Sono accusate spesso di essere troppo piccole, scarsamente innovative e poco capaci di valorizzare i nostri talenti. Eppure le imprese italiane sono le protagoniste della "buona notizia" del 2016 con un record significativo e inatteso. Raggiungendo il massimo storico delle nostre esportazioni, con l'incremento migliore in Europa, hanno battuto la celebrata industria tedesca e portato la bilancia commerciale del nostro Paese a registrare un avanzo senza precedenti nella storia, pari a ben 51,6 miliardi di euro. Si tratta di una performance ancora più ragguardevole, in quanto è avvenuta in una fase complessiva di rallentamento del commercio mondiale.
Il "globalismo" delle imprese italiane è oggi uno dei principali elementi di speranza per il futuro del Bel Paese. Perché rivela che si è concluso con successo il doloroso processo di ristrutturazione delle nostre aziende iniziato negli anni Duemila, quando la concorrenza low cost delle imprese del Far East e degli altri Paesi emergenti ha cambiato radicalmente lo scenario della produzione di beni e servizi nel mondo. Negli ultimi 15 anni la nostra industria ha perso capacità produttiva e posti di lavoro – come è avvenuto in Francia e in parte in Germania – sotto i colpi della gigantesca "fabbrica del pianeta", che comprende oggi la cintura che va dalla Cina al Sud-Est asiatico. Ma interpretando efficacemente il trend internazionale della specializzazione del lavoro, che riserva all'Occidente le produzioni a più alto valore aggiunto, l'impresa italiana ha puntato sull'innovazione di prodotto migliorando fortemente la sua qualità in molti ambiti. La "fame di italianità" nel mondo, infatti, non riguarda solo la manifattura: a guidare la corsa dell'export italiano sono oggi il settore agroalimentare e l'industria farmaceutica.

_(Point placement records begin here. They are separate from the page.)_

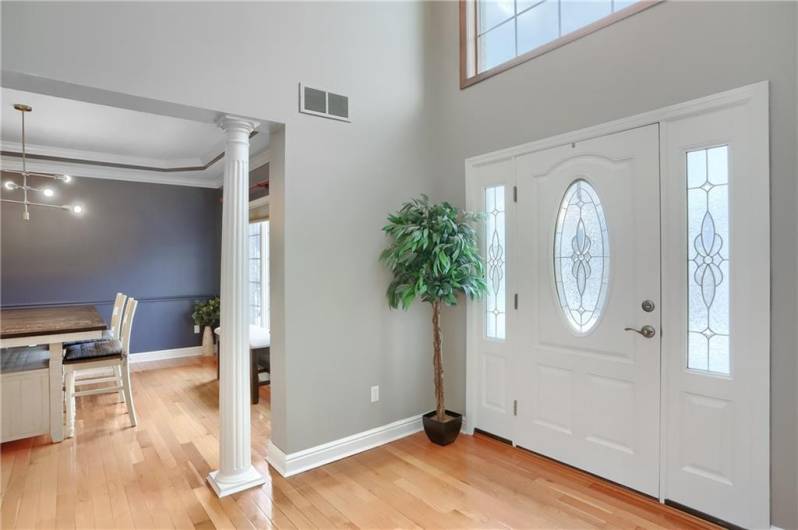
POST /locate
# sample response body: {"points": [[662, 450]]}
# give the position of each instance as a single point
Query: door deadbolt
{"points": [[646, 331]]}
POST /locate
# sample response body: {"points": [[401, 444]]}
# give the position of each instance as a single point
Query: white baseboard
{"points": [[160, 355], [293, 463]]}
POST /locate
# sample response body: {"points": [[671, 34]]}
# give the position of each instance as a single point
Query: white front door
{"points": [[588, 277], [626, 328]]}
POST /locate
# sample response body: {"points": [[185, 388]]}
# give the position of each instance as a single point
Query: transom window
{"points": [[499, 34]]}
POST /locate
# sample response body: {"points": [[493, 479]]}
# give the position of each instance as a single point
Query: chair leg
{"points": [[131, 409], [118, 375], [69, 395]]}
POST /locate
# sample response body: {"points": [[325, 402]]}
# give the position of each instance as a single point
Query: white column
{"points": [[236, 472]]}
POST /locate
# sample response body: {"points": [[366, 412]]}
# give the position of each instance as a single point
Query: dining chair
{"points": [[114, 353], [112, 332]]}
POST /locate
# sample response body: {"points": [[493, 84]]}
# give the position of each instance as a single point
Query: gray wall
{"points": [[334, 335], [670, 53], [157, 243]]}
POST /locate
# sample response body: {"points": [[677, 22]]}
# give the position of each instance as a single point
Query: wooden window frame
{"points": [[469, 51]]}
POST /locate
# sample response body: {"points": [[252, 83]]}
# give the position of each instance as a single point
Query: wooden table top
{"points": [[36, 321]]}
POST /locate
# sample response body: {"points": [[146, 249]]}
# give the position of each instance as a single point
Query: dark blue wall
{"points": [[157, 243]]}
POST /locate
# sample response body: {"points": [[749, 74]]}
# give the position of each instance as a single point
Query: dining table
{"points": [[51, 326]]}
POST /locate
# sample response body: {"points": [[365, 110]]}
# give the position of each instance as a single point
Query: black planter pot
{"points": [[442, 432]]}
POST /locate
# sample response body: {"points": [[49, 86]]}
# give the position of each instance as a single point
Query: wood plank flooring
{"points": [[153, 476]]}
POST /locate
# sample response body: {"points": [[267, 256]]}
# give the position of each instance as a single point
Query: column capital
{"points": [[231, 123]]}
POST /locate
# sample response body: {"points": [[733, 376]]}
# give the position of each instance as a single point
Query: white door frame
{"points": [[756, 95]]}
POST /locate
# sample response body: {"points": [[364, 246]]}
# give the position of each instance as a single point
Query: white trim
{"points": [[96, 156], [162, 355], [294, 463], [260, 201], [209, 178], [201, 178], [259, 159]]}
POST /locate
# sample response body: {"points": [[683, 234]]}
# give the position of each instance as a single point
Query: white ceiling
{"points": [[76, 130]]}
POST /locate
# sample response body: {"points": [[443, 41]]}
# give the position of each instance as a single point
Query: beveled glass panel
{"points": [[581, 256], [495, 261], [708, 260]]}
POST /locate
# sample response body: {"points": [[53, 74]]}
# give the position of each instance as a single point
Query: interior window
{"points": [[498, 34], [259, 274]]}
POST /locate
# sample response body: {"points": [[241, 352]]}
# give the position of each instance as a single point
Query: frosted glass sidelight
{"points": [[496, 259], [708, 259], [581, 256]]}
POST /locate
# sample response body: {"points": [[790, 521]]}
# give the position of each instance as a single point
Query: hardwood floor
{"points": [[153, 476]]}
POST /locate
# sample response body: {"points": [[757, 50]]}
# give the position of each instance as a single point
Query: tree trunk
{"points": [[440, 410]]}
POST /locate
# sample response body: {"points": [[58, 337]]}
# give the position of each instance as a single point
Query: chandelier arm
{"points": [[54, 176], [29, 203]]}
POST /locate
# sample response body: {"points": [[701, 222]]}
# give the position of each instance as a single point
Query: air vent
{"points": [[321, 103]]}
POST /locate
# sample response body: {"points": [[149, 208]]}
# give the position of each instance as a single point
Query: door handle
{"points": [[646, 331]]}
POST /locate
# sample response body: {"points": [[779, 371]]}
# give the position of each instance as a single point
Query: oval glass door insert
{"points": [[581, 256]]}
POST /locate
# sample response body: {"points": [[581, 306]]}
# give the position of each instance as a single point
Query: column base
{"points": [[248, 479]]}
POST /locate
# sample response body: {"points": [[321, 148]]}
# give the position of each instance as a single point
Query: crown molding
{"points": [[208, 175], [107, 159], [207, 178]]}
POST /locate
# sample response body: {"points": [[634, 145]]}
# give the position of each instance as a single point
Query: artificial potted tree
{"points": [[206, 316], [434, 257]]}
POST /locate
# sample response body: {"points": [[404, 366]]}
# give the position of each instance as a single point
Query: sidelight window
{"points": [[708, 259], [496, 263]]}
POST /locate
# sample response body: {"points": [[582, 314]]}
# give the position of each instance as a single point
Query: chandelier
{"points": [[46, 191]]}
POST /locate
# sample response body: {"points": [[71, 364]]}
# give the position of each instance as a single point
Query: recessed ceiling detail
{"points": [[99, 141]]}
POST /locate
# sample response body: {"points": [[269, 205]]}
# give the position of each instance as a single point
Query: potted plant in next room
{"points": [[206, 316], [434, 257]]}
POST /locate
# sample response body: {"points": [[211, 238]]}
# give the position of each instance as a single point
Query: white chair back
{"points": [[127, 324], [116, 314]]}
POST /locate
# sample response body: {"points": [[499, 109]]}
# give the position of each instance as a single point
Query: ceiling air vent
{"points": [[321, 103]]}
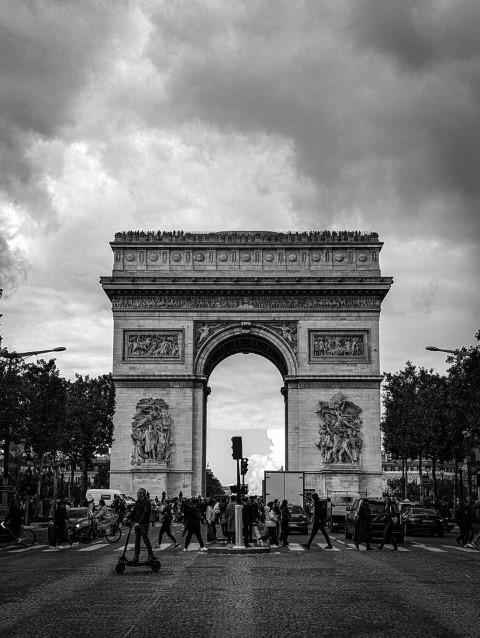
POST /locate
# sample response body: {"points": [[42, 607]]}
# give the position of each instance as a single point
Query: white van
{"points": [[106, 494]]}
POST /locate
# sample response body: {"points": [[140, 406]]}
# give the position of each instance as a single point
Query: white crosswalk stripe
{"points": [[92, 548], [295, 547], [129, 547], [428, 548], [26, 549], [334, 549]]}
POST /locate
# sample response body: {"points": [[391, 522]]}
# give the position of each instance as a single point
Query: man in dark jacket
{"points": [[319, 520], [140, 517]]}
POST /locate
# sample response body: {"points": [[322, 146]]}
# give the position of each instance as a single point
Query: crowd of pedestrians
{"points": [[467, 517]]}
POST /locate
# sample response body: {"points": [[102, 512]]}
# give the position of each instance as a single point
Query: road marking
{"points": [[428, 548], [92, 548], [461, 549], [26, 549], [334, 549]]}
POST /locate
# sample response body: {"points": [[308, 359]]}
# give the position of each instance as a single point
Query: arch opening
{"points": [[245, 401]]}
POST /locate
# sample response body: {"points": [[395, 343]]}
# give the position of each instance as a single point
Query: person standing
{"points": [[210, 520], [166, 518], [284, 523], [191, 520], [363, 526], [14, 517], [140, 517], [230, 519], [319, 521], [388, 537], [247, 521]]}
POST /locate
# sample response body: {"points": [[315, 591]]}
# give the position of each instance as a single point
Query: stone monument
{"points": [[307, 301]]}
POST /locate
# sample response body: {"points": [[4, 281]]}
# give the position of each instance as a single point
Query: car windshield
{"points": [[376, 507], [78, 512]]}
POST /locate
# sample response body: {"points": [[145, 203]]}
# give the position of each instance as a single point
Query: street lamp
{"points": [[62, 474], [12, 356], [458, 353], [21, 355]]}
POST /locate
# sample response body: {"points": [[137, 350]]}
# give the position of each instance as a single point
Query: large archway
{"points": [[245, 400], [307, 302]]}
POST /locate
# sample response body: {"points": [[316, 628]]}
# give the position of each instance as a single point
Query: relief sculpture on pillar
{"points": [[339, 432], [151, 433]]}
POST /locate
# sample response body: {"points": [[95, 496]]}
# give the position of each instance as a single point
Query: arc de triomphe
{"points": [[309, 302]]}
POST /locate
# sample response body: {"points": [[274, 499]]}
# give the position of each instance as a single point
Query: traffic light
{"points": [[236, 447]]}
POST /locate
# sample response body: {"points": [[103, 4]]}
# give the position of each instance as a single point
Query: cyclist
{"points": [[14, 518]]}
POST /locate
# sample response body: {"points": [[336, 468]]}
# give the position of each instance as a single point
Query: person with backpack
{"points": [[166, 518], [388, 537], [319, 521], [284, 523]]}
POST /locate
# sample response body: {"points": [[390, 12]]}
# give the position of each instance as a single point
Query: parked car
{"points": [[423, 520], [298, 521], [337, 505], [377, 508], [81, 523]]}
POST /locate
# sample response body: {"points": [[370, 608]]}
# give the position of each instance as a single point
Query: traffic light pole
{"points": [[239, 493]]}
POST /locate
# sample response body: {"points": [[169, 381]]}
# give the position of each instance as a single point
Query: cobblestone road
{"points": [[430, 589]]}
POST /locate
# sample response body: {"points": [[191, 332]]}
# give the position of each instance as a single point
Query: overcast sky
{"points": [[215, 115]]}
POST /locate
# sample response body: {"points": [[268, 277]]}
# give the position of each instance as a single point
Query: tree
{"points": [[45, 429], [399, 420], [89, 420], [13, 406]]}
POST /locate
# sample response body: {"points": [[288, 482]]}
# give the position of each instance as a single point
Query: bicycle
{"points": [[27, 536]]}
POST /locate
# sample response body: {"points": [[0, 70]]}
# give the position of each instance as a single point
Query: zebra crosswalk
{"points": [[338, 545]]}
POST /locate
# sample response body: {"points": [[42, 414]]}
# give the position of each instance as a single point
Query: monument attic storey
{"points": [[307, 301]]}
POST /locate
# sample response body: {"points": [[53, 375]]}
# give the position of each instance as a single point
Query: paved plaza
{"points": [[429, 588]]}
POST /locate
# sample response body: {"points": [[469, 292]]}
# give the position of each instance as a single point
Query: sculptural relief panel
{"points": [[339, 433], [154, 345], [151, 433], [349, 346]]}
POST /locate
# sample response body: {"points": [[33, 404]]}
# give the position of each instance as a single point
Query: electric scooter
{"points": [[124, 562]]}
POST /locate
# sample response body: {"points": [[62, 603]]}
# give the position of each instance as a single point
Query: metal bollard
{"points": [[238, 526]]}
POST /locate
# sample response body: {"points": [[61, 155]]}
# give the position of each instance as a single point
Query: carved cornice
{"points": [[204, 330], [246, 303], [244, 237]]}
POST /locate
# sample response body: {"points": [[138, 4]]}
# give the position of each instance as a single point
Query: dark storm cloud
{"points": [[379, 99]]}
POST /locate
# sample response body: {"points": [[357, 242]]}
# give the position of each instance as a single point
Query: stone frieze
{"points": [[253, 302]]}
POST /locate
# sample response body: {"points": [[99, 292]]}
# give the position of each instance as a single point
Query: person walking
{"points": [[247, 520], [462, 519], [363, 526], [13, 519], [390, 513], [284, 523], [230, 519], [270, 526], [165, 519], [319, 520], [210, 517], [191, 519], [140, 518]]}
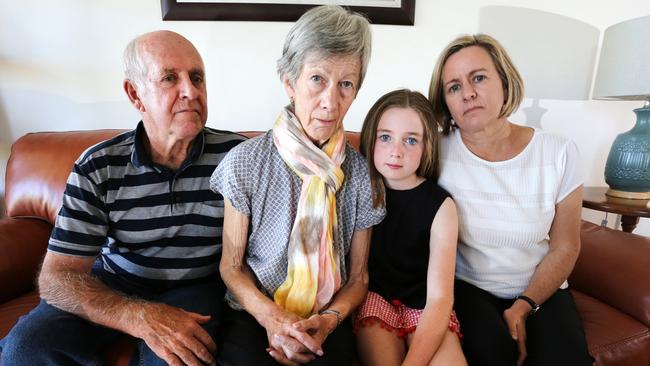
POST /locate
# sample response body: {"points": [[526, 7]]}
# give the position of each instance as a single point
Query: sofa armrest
{"points": [[614, 267], [23, 242]]}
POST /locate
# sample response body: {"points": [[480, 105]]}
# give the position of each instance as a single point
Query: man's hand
{"points": [[515, 318], [287, 344], [175, 335]]}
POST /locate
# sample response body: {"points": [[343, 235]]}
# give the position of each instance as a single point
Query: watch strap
{"points": [[533, 305]]}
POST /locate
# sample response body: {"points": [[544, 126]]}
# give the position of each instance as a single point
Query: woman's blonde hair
{"points": [[402, 98], [513, 85]]}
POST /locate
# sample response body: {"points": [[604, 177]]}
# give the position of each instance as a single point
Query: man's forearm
{"points": [[86, 296]]}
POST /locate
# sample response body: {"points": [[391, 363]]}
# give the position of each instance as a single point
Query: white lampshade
{"points": [[624, 65], [624, 73]]}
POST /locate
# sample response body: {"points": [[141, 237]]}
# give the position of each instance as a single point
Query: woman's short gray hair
{"points": [[135, 69], [325, 31]]}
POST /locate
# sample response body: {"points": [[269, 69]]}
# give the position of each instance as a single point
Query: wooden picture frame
{"points": [[404, 14]]}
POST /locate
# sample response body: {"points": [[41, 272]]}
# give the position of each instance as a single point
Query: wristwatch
{"points": [[533, 305]]}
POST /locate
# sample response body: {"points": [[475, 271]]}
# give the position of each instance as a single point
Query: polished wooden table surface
{"points": [[630, 210]]}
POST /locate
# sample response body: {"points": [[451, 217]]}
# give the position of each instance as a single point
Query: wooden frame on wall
{"points": [[381, 12]]}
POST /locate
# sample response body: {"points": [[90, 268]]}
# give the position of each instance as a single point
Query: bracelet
{"points": [[335, 312]]}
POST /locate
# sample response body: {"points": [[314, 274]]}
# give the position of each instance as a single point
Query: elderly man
{"points": [[136, 245]]}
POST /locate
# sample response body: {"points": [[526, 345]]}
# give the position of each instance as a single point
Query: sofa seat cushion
{"points": [[14, 309], [119, 354], [615, 339]]}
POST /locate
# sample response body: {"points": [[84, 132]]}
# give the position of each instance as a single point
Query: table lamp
{"points": [[624, 74]]}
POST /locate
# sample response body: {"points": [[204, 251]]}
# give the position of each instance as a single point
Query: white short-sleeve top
{"points": [[506, 208]]}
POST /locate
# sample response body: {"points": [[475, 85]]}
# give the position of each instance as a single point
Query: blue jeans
{"points": [[49, 336]]}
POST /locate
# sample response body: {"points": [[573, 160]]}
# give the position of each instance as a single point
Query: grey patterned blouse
{"points": [[258, 183]]}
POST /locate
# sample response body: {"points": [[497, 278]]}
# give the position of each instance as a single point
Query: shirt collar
{"points": [[140, 157]]}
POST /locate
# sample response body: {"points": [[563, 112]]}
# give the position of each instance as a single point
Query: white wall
{"points": [[60, 67]]}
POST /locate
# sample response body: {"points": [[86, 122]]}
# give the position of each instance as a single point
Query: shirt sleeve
{"points": [[81, 226], [367, 216], [571, 177], [231, 179]]}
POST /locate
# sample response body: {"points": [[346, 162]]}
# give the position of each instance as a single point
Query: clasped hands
{"points": [[294, 341]]}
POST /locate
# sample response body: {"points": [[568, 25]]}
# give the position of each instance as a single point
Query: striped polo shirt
{"points": [[149, 224]]}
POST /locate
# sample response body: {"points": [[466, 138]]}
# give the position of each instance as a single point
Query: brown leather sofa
{"points": [[611, 280]]}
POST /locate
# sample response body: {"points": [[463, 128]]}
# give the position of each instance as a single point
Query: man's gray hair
{"points": [[135, 69], [325, 31]]}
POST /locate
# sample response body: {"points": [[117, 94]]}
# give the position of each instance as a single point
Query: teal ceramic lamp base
{"points": [[627, 171]]}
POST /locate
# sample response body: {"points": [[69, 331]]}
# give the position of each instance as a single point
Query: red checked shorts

Percorrendo questa strada, il made in Italy è riuscito ad allargare più degli altri Paesi europei lo spettro dei mercati di destinazione, portando il meglio delle nostre produzioni al di fuori dei tradizionali recinti dell'Unione Europea e degli Stati Uniti: non a caso i mercati esteri in cui abbiamo aumentato maggiormente l'export nel 2016 sono il Giappone (+9,6%) e la Cina (+6,4%). Un riposizionamento geografico che risulta sorprendente: la forte presenza in Italia di piccole e medie imprese dovrebbe, almeno sulla carta, rendere molto più difficile superare le barriere poste all'ingresso dei nuovi mercati.
A rafforzare ancor di più i segnali di speranza, si sta diffondendo in Italia il fenomeno del reshoring: il ritorno nei nostri territori di produzioni manifatturiere che erano volate all'estero, in cerca di costi del lavoro più bassi. La prova decisiva che, nell'era della qualità, l'Italia ha ancora molte carte da giocare.